How to remove Nan values from data in Pandas

Lets just import the library first

import pandas as pd

I have the movies database which I have downloaded from Kaggle for this exercise. Lets read the data and look at first few rows by using head which will first 10 rows...

df = pd.read_csv("movies_metadata.csv")
df.head()

Lets find out the name of columns we have in the data by using df.columns

df.columns
Out[12]:
Index(['adult', 'belongs_to_collection', 'budget', 'genres', 'homepage', 'id',
       'imdb_id', 'original_language', 'original_title', 'overview',
       'popularity', 'poster_path', 'production_companies',
       'production_countries', 'release_date', 'revenue', 'runtime',
       'spoken_languages', 'status', 'tagline', 'title', 'video',
       'vote_average', 'vote_count'],
      dtype='object')

Lets see how many rows we have in the data...

df.size
Out[47]:
1091184

So there are 1091184 rows in the data.

Lets do a simple query on the data. Lets find out all the rows which contains title "Toy Story". Here is the query to do that...

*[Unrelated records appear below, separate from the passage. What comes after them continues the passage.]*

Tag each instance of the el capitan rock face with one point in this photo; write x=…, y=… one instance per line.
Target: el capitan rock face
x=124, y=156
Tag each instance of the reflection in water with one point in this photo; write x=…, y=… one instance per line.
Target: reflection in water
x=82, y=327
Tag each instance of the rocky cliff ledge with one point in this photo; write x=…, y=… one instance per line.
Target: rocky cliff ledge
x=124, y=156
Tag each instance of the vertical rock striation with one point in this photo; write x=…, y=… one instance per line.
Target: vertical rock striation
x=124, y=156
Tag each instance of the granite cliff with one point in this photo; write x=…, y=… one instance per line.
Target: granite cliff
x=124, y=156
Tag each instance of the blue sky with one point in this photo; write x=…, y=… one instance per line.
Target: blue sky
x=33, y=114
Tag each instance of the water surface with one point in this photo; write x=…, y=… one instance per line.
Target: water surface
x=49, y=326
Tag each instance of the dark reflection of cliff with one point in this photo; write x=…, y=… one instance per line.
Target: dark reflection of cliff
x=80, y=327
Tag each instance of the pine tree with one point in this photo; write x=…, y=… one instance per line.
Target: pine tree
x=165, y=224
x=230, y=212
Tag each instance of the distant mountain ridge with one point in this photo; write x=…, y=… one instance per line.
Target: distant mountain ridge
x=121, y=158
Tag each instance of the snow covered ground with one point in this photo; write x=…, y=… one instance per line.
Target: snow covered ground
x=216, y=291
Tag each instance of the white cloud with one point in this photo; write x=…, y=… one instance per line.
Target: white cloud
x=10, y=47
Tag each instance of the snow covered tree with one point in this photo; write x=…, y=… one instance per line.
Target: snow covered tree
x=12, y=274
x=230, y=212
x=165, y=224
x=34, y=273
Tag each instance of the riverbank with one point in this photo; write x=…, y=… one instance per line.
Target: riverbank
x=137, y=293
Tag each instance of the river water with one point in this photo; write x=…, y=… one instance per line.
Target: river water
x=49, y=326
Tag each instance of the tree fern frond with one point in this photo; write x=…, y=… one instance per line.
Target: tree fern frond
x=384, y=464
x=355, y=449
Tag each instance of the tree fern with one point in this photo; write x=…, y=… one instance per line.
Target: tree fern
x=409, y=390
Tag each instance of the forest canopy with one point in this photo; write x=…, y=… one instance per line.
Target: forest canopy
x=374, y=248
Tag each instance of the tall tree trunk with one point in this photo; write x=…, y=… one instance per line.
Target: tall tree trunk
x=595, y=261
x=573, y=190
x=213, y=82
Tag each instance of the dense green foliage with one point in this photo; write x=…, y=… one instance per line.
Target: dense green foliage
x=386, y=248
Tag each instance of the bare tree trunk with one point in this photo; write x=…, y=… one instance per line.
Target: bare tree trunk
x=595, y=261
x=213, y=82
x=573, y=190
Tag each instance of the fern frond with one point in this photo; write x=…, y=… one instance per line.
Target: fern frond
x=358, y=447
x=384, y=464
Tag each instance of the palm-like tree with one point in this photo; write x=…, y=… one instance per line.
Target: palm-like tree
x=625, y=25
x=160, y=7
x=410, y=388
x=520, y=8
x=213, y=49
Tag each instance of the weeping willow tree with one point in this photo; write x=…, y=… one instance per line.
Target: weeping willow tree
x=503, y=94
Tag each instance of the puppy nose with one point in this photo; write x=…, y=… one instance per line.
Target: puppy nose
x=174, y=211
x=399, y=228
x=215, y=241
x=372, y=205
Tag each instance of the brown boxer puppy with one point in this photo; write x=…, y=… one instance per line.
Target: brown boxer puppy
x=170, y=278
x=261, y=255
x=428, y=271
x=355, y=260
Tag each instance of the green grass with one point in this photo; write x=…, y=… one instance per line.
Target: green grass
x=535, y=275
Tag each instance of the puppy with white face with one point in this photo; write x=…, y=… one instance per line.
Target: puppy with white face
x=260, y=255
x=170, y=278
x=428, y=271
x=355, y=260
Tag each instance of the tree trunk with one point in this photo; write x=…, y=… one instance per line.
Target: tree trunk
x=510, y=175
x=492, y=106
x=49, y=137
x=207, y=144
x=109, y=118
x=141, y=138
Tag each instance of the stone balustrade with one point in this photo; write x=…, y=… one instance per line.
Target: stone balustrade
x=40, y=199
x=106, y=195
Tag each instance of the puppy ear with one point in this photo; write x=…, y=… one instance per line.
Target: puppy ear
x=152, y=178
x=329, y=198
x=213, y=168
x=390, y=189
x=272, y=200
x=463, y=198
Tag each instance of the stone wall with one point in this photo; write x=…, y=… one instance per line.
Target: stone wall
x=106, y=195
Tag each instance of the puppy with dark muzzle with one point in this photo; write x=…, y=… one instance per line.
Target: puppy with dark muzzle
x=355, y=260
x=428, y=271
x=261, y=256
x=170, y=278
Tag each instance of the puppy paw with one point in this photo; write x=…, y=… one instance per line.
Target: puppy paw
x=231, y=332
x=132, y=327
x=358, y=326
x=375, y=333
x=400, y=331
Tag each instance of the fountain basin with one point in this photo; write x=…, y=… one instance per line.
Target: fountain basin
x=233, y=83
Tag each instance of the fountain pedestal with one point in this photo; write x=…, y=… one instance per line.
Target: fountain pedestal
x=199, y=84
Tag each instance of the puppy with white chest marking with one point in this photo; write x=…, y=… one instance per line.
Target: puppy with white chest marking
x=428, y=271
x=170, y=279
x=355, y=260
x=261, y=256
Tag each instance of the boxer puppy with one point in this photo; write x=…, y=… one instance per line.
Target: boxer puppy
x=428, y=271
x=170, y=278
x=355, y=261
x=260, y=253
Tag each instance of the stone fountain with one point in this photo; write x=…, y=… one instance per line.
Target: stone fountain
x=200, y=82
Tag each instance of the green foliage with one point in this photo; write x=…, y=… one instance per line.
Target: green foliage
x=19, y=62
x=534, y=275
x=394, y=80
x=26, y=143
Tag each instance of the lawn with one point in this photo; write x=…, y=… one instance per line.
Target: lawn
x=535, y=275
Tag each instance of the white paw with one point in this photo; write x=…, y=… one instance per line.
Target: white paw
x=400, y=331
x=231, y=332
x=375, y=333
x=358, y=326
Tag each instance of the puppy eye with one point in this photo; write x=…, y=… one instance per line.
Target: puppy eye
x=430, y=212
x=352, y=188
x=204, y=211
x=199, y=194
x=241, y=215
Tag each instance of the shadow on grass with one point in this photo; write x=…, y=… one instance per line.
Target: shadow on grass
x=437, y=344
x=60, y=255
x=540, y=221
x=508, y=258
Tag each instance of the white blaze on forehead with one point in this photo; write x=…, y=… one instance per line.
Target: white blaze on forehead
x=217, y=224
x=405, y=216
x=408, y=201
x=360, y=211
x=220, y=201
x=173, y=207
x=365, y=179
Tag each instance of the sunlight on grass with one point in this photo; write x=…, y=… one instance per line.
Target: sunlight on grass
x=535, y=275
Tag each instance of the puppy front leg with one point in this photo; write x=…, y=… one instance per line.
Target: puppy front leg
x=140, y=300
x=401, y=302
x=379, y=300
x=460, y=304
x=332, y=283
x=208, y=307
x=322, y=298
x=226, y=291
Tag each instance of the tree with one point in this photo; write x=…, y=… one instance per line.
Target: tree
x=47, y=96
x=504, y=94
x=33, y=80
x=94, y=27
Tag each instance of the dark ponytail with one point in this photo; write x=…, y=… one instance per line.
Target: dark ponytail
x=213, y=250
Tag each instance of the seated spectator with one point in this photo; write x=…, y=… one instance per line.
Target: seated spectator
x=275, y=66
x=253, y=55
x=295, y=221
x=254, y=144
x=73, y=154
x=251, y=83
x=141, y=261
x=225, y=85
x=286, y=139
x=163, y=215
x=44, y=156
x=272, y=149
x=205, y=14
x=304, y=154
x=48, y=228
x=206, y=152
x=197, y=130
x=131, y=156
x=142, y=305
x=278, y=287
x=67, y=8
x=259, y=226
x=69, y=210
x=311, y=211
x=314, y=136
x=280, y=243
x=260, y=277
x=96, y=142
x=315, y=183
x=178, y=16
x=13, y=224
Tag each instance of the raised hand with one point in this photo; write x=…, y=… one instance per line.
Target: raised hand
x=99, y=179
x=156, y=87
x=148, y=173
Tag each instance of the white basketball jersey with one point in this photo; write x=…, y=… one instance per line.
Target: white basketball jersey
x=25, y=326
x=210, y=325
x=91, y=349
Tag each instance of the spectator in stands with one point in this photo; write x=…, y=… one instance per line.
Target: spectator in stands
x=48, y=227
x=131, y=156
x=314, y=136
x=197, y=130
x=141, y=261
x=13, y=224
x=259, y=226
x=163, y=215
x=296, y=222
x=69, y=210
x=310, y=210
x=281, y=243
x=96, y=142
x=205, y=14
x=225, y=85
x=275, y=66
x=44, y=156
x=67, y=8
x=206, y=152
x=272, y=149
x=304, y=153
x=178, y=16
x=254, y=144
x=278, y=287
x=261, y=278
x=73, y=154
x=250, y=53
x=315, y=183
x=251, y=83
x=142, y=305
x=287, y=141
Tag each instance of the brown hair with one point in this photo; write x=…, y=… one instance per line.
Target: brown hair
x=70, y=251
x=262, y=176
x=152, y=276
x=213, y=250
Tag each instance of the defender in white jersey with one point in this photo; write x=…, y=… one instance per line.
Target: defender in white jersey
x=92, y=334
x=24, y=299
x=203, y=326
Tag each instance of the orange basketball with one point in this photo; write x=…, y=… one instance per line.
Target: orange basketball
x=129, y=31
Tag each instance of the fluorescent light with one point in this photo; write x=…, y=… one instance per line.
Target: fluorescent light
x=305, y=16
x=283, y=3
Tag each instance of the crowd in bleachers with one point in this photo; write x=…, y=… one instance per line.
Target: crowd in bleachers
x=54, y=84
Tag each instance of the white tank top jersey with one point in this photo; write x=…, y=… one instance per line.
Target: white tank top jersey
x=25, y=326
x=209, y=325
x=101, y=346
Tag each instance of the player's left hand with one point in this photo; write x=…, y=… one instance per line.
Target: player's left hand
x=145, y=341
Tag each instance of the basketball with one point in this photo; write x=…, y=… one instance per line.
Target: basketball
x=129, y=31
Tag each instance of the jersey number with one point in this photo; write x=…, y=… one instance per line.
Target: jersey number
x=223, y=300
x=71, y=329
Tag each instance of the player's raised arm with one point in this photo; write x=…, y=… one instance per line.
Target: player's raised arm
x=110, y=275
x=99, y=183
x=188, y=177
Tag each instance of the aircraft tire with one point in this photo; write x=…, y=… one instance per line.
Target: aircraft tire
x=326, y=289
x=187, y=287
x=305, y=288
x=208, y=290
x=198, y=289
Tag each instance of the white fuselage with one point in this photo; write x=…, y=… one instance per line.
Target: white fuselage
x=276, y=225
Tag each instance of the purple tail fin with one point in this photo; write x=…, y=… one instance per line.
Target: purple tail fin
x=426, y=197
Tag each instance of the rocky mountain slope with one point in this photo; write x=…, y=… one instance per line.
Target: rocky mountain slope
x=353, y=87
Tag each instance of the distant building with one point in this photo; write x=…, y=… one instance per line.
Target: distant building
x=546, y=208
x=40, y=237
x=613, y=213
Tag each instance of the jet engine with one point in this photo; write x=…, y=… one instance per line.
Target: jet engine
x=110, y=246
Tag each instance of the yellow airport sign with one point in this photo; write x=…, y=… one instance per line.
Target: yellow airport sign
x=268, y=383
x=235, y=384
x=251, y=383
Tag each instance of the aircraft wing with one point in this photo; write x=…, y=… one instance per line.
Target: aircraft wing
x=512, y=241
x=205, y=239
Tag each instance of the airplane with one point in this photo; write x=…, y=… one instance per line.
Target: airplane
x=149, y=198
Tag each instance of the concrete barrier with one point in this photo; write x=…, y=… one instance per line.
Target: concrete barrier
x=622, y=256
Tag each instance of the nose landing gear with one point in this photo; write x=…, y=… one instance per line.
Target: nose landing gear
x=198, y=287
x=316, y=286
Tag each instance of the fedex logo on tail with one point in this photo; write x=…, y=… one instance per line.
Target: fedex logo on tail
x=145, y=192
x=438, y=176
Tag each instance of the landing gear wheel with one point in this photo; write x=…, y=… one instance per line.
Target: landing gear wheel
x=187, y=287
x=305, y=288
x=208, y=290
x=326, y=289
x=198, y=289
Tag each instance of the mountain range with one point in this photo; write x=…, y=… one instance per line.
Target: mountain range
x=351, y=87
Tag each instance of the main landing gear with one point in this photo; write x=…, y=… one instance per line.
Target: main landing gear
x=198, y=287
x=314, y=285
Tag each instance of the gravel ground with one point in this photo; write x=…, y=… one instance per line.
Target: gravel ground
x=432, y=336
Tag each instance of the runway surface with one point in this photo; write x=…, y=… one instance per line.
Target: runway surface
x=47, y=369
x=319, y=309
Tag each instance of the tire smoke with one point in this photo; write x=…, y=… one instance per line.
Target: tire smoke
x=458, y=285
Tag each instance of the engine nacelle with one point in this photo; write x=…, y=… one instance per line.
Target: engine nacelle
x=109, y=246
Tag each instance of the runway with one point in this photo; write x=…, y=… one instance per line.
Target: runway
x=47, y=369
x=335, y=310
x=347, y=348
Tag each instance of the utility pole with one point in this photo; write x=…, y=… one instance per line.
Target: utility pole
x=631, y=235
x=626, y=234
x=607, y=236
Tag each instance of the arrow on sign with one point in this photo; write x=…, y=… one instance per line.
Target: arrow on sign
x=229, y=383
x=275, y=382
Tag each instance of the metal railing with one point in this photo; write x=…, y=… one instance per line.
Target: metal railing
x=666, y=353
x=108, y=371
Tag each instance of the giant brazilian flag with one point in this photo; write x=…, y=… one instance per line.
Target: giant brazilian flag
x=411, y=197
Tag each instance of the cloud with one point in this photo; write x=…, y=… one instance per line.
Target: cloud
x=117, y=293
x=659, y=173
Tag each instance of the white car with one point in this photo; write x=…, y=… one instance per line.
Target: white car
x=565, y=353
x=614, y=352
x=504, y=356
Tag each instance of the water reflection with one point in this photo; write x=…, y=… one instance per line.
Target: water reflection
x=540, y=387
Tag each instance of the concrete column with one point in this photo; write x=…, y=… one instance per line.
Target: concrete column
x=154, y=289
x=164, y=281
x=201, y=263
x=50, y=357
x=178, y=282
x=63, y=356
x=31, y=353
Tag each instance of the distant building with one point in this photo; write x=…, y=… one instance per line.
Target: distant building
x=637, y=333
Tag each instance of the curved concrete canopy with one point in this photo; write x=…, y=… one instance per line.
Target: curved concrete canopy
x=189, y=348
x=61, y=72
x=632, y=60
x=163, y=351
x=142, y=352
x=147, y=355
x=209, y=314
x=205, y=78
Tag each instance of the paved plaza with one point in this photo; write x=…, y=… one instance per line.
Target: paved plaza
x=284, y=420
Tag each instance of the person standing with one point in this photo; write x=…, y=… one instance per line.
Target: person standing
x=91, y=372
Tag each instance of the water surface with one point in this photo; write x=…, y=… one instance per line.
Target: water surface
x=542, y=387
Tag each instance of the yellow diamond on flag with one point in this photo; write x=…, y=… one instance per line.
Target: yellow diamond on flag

df[df.title.str.contains('Toy Story', case=False)]

But I got following error...

ValueError: cannot index with vector containing NA / NaN values

To fix the above error, we can either ignore the Na/Nan values and then run above command or remove the Na/Nan values altogether. Lets try the first idea that is ignore the Nan values. The command to do that is following...

df[df.title.str.contains('Toy Story', case=False) & (df.title.isna()==False)]

To find out how many records we get , we can do len python on the df since it is a list.

len(df[df.title.str.contains('Toy Story', case=False) & (df.title.isna()==False)])
Out[52]:
5

We got 5 rows.

The above method will ignore the NaN values from title column. We can also remove all the rows which have NaN values...

df1 = df.dropna()
In [46]:
df1.size
Out[46]:
16632

As we can see above dropna() will remove all the rows where at least one value has Na/NaN value. Number of rows have reduced to 16632.